5. En premier lieu, l’administration ne conteste pas les affirmations étayées de M. C sur la réalité et les conditions de sa cohabitation avec un détenu dans la cellule individuelle qu’il occupait dans le module dit B, cette situation ayant nécessité que l’un des codétenus, ou chacun d’eux à tour de rôle, dorme sur un matelas posé à même le sol.
6. Cependant, il résulte de l’instruction que le ratio d’occupation de la cellule était de 4,4 m² par détenu ce qui, par application des standards de la Cour européenne des droits de l’homme, caractérise des conditions décentes, la cellule de M. C étant dans un état de propreté acceptable et l’ouverture en journée des cellules du module B étant de nature à atténuer la sensation de promiscuité qu’il dénonce. Il suit de là qu’une telle situation ne peut être regardée comme ayant entraîné des conditions de détention attentatoires à la dignité.
7. En deuxième lieu, les allégations de brimades ne sont étayées d’aucun commencement de démonstration de nature à obliger l’administration à les réfuter.
8. En troisième lieu, si la réalité de treize fouilles intégrales est établie, elles n’ont été pratiquées qu’après les parloirs, afin de prévenir l’introduction, au sein de l’établissement, d’objets dangereux ou de substances prohibées. Dans la mesure où le parloir offre des occasions de contacts avec l’extérieur, et donc de transmission d’objets ou de substances, il ne résulte pas de l’instruction que ces fouilles auraient excédé ce qui était strictement nécessaire aux buts visés par les dispositions aujourd’hui codifiées à l’article L. 225-1 du code pénitentiaire.
9. En quatrième lieu, l’affirmation selon laquelle l’affectation à Riom aurait rendu plus difficile l’exercice du droit de visite des enfants de M. C, par rapport à ces lieux de détention précédents n’est appuyée d’aucun commencement de démonstration.

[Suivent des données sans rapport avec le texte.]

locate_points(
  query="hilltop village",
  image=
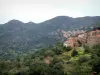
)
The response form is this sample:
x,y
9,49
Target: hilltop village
x,y
81,37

10. Il suit de là que M. C ne détient pas sur l’Etat de créance non sérieusement contestable, au sens des dispositions citées au point 2, au titre de ses conditions de détention. Il n’est, par suite, pas fondé à soutenir que c’est à tort que par l’ordonnance attaquée, le juge des référés du tribunal a rejeté sa demande de provision. Les conclusions de sa requête, présentées aux mêmes fins, doivent être rejetées.
Sur les conclusions présentées au titre de l’article L. 761-1 du code de justice administrative et de l’article 37 de la loi du 10 juillet 1991 :
11. Les conclusions présentées par M. C, partie perdante, doivent être rejetées.
ORDONNE :
Article 1er : La requête de M. C est rejetée.
Article 2 : La présente ordonnance sera notifiée à M. A C et au ministre d’Etat, ministre de la justice, garde des sceaux.
Fait à Lyon, le 10 septembre 2025.
Le président de la 4ème chambre
Ph. Arbarétaz
La République mande et ordonne au ministre d’Etat, ministre de la justice, garde des sceaux, en ce qui le concerne, ou à tous commissaires de justice à ce requis, en ce qui concerne les voies de droit commun contre les parties privées, de pourvoir à l’exécution de la présente décision.